Chevy Chase (/ˈtʃɛviː tʃeɪs/) is a census-designated place (CDP) in Montgomery County, Maryland, United States. The population was 10,176 at the 2020 census.

==Geography==
Part of a broader area colloquially named Chevy Chase, the CDP is encompasses 2.5 square miles (6.3 km^{2}), all land.

The CDP is bounded on its northern and eastern sides by Rock Creek, a tributary of the Potomac River, and bisected by the Rock Creek tributary of Coquelin Run. The latter stream was dammed in 1892 to form Chevy Chase Lake and support an eponymous trolley park. The lake was drained in the 1930s but the adjacent neighborhood retains the name.

==Demographics==

Historical population
| Census | Pop. | Note | %± |
| 2000 | 9,381 |  | — |
| 2010 | 9,545 |  | 1.7% |
| 2020 | 10,176 |  | 6.6% |
U.S. Decennial Census 2010–2020

===Racial and ethnic composition===

Chevy Chase CDP, Maryland – Racial and ethnic composition Note: the US Census treats Hispanic/Latino as an ethnic category. This table excludes Latinos from the racial categories and assigns them to a separate category. Hispanics/Latinos may be of any race.
| Race / Ethnicity (NH = Non-Hispanic) | Pop 2000 | Pop 2010 | Pop 2020 | % 2000 | % 2010 | % 2020 |
|---|---|---|---|---|---|---|
| White alone (NH) | 8,139 | 7,870 | 7,462 | 86.76% | 82.45% | 73.33% |
| Black or African American alone (NH) | 342 | 450 | 695 | 3.65% | 4.71% | 6.83% |
| Native American or Alaska Native alone (NH) | 13 | 14 | 5 | 0.14% | 0.15% | 0.05% |
| Asian alone (NH) | 274 | 399 | 599 | 2.92% | 4.18% | 5.89% |
| Native Hawaiian or Pacific Islander alone (NH) | 6 | 0 | 9 | 0.06% | 0.00% | 0.09% |
| Other race alone (NH) | 10 | 33 | 65 | 0.11% | 0.35% | 0.64% |
| Mixed race or Multiracial (NH) | 153 | 251 | 558 | 1.63% | 2.63% | 5.48% |
| Hispanic or Latino (any race) | 444 | 528 | 783 | 4.73% | 5.53% | 7.69% |
| Total | 9,381 | 9,545 | 10,176 | 100.00% | 100.00% | 100.00% |

===2010 census===
As of 2010 Chevy Chase had a population of 9,545. The population was 86.7% white, 4.8% African-American, 0.2% Native American, 1.0% Asian India, 3.3% other Asian, 0.3% non-Hispanic from some other race, 3.0% from two or more races and 5.5% Hispanic or Latino.
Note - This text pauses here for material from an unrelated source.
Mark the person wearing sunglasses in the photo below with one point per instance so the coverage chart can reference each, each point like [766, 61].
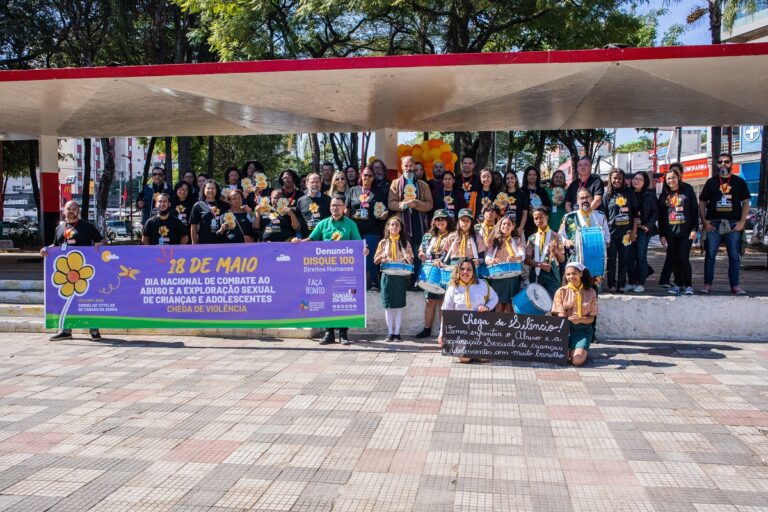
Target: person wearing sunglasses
[146, 202]
[723, 207]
At the 2000 census there were 9,381 people, 3,831 households, and 2,463 families in the CDP. The population density was 3,828.8 PD/sqmi. There were 3,959 housing units at an average density of 1,615.8 /sqmi. The racial makeup of the CDP was 89.99% White or European American, 3.68% Black or African American, 0.14% Native American, 2.97% Asian, 0.06% Pacific Islander, 1.11% from other races, and 2.05% from two or more races. Hispanic or Latino of any race were 4.73%.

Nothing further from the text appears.